We have only 17 authors in our Chapter 4, who all have jobs to do as well. We have to cover such a breadth of literature and it’s getting more extensive with each assessment.
Can you talk about the effects of this increase in the volume of literature you have to assess?
De Coninck: Presumably you gain more breadth. It’s good that we’re really taking the social sciences into account now. That’s a huge benefit. But the cost is that it’s a single author writing the behaviour change section, who needs to assess a thousand papers. And it’s a volunteer job.
I’m not saying that IPCC authors should be paid, but the world’s governments asked for this report. I don’t think we’ve asked them in return how the scientific community is supposed to respond to this constantly increasing workload on scientists who want to be policy-relevant.
We have almost less time to write the chapters than the reviewers have to review them. Between the lead author meeting and when all the authors gather and the deadline of the chapter draft there are just seven weeks.
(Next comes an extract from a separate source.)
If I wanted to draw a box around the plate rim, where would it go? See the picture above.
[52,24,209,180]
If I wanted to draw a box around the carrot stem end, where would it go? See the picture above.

The Coordinating Lead Authors also have to collaborate on working on the Summary for Policymakers in parallel. It’s really a lot of work.
But this is an exceptionally fast report. Other special reports allow themselves more time. The land report is also being written now, it started early fall, and it has a different set of authors.
All these reports place a heavy workload on the co-chairs of the Working Groups. For the co-chairs, it has become a much harder job than in previous assessments.